You can supply the following arguments:

Individual files to test can be added as bare arguments to the end of the args.

Example:

jasmine-node --coffee spec/AsyncSpec.coffee spec/CoffeeSpec.coffee spec/SampleSpec.js

async tests

jasmine-node includes an alternate syntax for writing asynchronous tests. Accepting a done callback in the specification will trigger jasmine-node to run the test asynchronously waiting until the done() callback is called.

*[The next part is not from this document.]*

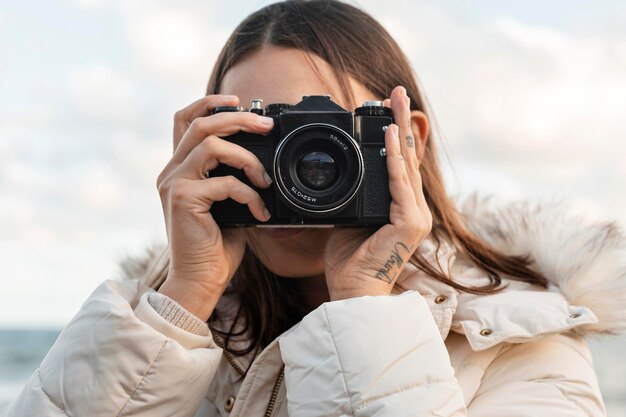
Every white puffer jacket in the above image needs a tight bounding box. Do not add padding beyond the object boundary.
[2,193,626,417]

var request = require('request');

it("should respond with hello world", function(done) {
  request("http://localhost:3000/hello", function(error, response, body){
    expect(body).toEqual("hello world");
    done();
  });
});

An asynchronous test will fail after 5000 ms if done() is not called. This timeout can be changed by setting jasmine.getEnv().defaultTimeoutInterval or by passing a timeout interval in the specification.

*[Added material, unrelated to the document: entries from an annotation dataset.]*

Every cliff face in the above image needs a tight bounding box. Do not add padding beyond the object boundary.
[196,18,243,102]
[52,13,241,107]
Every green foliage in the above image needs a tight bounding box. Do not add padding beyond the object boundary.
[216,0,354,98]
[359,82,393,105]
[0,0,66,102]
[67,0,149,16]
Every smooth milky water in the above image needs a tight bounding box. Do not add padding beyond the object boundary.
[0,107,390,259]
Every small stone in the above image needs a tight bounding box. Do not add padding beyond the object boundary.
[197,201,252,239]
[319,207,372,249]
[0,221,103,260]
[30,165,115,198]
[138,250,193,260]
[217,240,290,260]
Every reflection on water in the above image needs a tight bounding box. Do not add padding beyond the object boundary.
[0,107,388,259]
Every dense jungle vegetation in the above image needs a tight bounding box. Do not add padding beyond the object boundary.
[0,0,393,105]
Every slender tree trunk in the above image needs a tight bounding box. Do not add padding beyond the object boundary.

var request = require('request');

it("should respond with hello world", function(done) {
  request("http://localhost:3000/hello", function(error, response, body){
    done();
  });
}, 250); // timeout after 250 ms

or

var request = require('request');

jasmine.getEnv().defaultTimeoutInterval = 500;

it("should respond with hello world", function(done) {
  request("http://localhost:3000/hello", function(error, response, body){
    done();
  });  // timeout after 500 ms
});

Checkout spec/SampleSpecs.js to see how to use it.

requirejs

There is a sample project in /spec-requirejs. It is comprised of:

  1. requirejs-setup.js, this pulls in our wrapper template (next)
  2. requirejs-wrapper-template, this builds up requirejs settings
  3. requirejs.sut.js, this is a __SU__bject To __T__est, something required by requirejs
  4. requirejs.spec.js, the actual jasmine spec for testing

To run it:

node lib/jasmine-node/cli.js --runWithRequireJs --requireJsSetup ./spec-requirejs/requirejs-setup.js ./spec-requirejs/

exceptions

Often you'll want to capture an uncaught exception and log it to the console, this is accomplished by using the --captureExceptions flag. Exceptions will be reported to the console, but jasmine-node will attempt to recover and continue. It was decided to not change the current functionality until 2.0. So, until then, jasmine-node will still return 0 and continue on without this flag.

Scenario

You require a module, but it doesn't exist, ie require('Q') instead of require('q'). Jasmine-Node reports the error to the console, but carries on and returns 0. This messes up Travis-CI because you need it to return a non-zero status while doing CI tests.

Mitigation

Before --captureExceptions

> jasmine-node --coffee spec
> echo $status
0

Run jasmine node with the --captureExceptions flag.

> jasmine-node --coffee --captureExceptions spec
> echo $status
1

growl notifications

Jasmine node can display Growl notifications of test run summaries in addition to other reports. Growl must be installed separately, see node-growl for platform-specific instructions. Pass the --growl flag to enable the notifications.

development

Install the dependent packages by running:

npm install

Run the specs before you send your pull request:

specs.sh

Note: Some tests are designed to fail in the specs.sh. After each of the individual runs completes, there is a line that lists what the expected Pass/Assert/Fail count should be. If you add/remove/edit tests, please be sure to update this with your PR.